Life expectancy rates for new-borns have continued to rise, although it’s important to recognise that the significant increase we have seen over the past three decades, might not continue for much longer. Again, recent data from the ONS suggests a boy born between 2014 and 2016 will make 79.2 years of age, while a girl would live to be 82.9. That however was only 0.1 years more than the figures for those born in 2013-15, and given the current trend, it may mean that those born in the future actually live less than those born before them.
However, overall, we are tending to live longer and that clearly has implications for our market and, particularly for lenders in terms of our criteria and the options we provide to borrowers. It’s also why we’re seeing the growth of equity release and later life lending options such as RIO mortgages, because of a shift away from the traditional age-related notions of holding a mortgage.

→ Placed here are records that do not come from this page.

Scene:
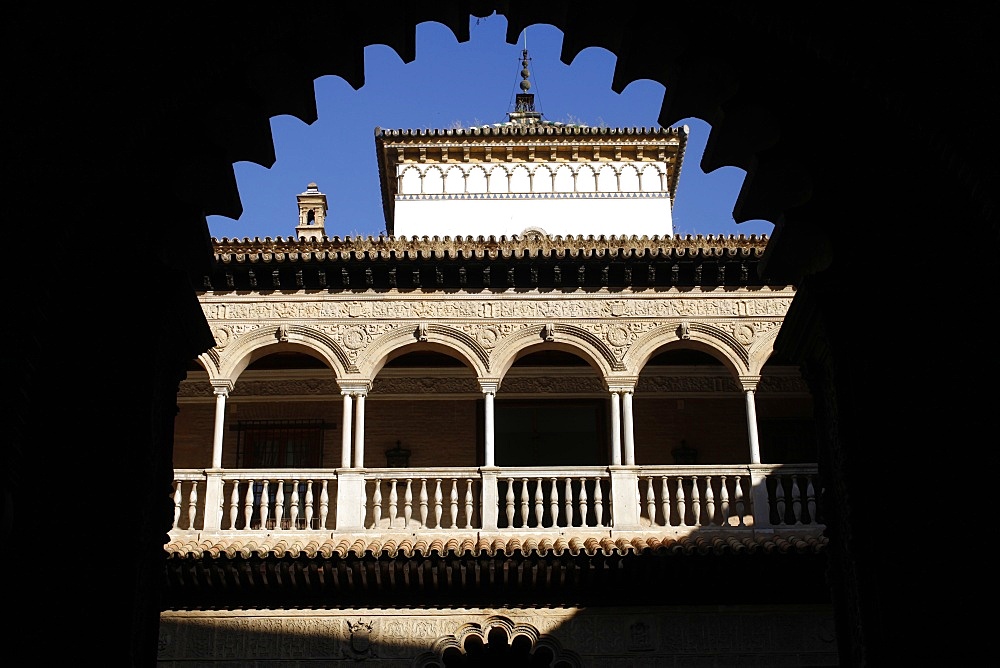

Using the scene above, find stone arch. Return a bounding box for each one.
[444,165,465,195]
[597,165,618,193]
[465,165,489,194]
[509,165,532,193]
[488,165,510,193]
[399,166,422,195]
[490,323,621,378]
[618,165,641,193]
[639,165,663,193]
[357,322,489,378]
[413,615,583,668]
[623,320,750,379]
[219,324,350,382]
[423,165,444,195]
[552,165,574,193]
[531,165,555,193]
[576,165,597,193]
[195,348,222,380]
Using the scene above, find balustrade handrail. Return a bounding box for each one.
[174,463,822,532]
[364,466,479,480]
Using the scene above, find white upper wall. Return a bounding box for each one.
[393,161,673,237]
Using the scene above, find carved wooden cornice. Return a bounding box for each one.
[202,234,767,292]
[213,234,768,263]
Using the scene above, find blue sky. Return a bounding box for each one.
[208,15,773,238]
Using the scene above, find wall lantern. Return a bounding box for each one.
[385,441,410,469]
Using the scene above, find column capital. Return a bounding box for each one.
[605,376,639,394]
[209,378,235,397]
[476,378,500,394]
[337,378,372,395]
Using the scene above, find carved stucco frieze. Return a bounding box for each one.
[232,376,340,397]
[581,320,663,361]
[319,322,401,363]
[713,320,781,347]
[370,376,481,395]
[459,322,528,350]
[197,294,791,365]
[636,374,741,394]
[202,295,791,321]
[757,375,809,394]
[499,376,606,394]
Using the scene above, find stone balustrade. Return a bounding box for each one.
[171,464,824,536]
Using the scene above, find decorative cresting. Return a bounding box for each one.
[214,234,768,258]
[413,615,583,668]
[356,321,490,378]
[219,322,348,378]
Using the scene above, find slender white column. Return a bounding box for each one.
[212,385,229,469]
[622,391,635,466]
[746,390,760,464]
[483,390,496,466]
[354,392,365,469]
[340,392,352,469]
[611,391,622,466]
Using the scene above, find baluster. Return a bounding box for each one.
[229,480,240,529]
[538,476,559,527]
[260,480,271,531]
[243,479,254,531]
[594,476,604,527]
[705,475,715,525]
[418,478,427,529]
[174,480,184,529]
[188,481,198,529]
[319,480,330,529]
[465,478,472,529]
[535,478,545,529]
[305,480,313,529]
[505,478,514,529]
[806,473,816,524]
[774,476,785,524]
[677,476,688,527]
[719,476,729,527]
[792,475,802,525]
[434,478,444,529]
[448,478,458,529]
[521,478,531,527]
[389,478,399,529]
[563,476,573,527]
[660,476,670,527]
[735,476,747,527]
[288,480,299,529]
[403,478,413,529]
[365,478,380,529]
[646,475,656,526]
[691,475,702,527]
[274,480,285,529]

In other words, while previous generations might have looked to have cleared their mortgage by the time they reached retirement age, now – not only is there no clearly-defined retirement age – but the chances of a borrower moving past that age and still having a mortgage are far greater. Add in the greater number of commitments that come in later life, plus a lack of pension provision, calls upon the Bank of Mum & Dad, funding of social care, higher standards of living, etc – and you can see why the later life lending market is perceived to be one of the big ‘boom’ markets over the next decade and beyond.
That shift in the, predominantly, residential space is also being mirrored in the buy-to-let sector, and of course in a very true way it is tied up with the issues facing those moving into retirement, and the use of property as part of the pension plan. Now, it’s much more likely for landlords to hold properties into their retirement, and for them to use their properties to supplement their later life income.
For that reason, lenders like ourselves have needed to shift criteria in order to reflect these changes. Just recently we increased the maximum age for the borrower at the term of the mortgage to 95 years old because we recognise that our landlords – who may be in their 70s – still want to continue to be active in the private rental sector and that as long as they can meet the criteria and affordability, then there is no reason why they couldn’t hold that mortgage up, and into, their 90s.
When it comes to being a successful landlord, then it’s fair to say that ‘age ain’t nothing but a number’ because the fundamentals do not change, regardless of how old the landlord might be. That sort of thinking also led us to drop the minimum primary applicant age for our mortgages down to 21 years old from 25, because it’s important to recognise that anyone, of pretty much any age, may be able to tap into the opportunity to make a success of buy-to-let.
It would seem that those in later life are now much more likely to be comfortable with mortgage debt, either residential or buy-to-let, and as long as they can fit lenders’ stress-testing and affordability constraints, then we (as a community) should be able to offer them lending options. In that sense, this is truly a growth area for advisers and one that is likely to present further opportunity – after all, none of us are getting any younger.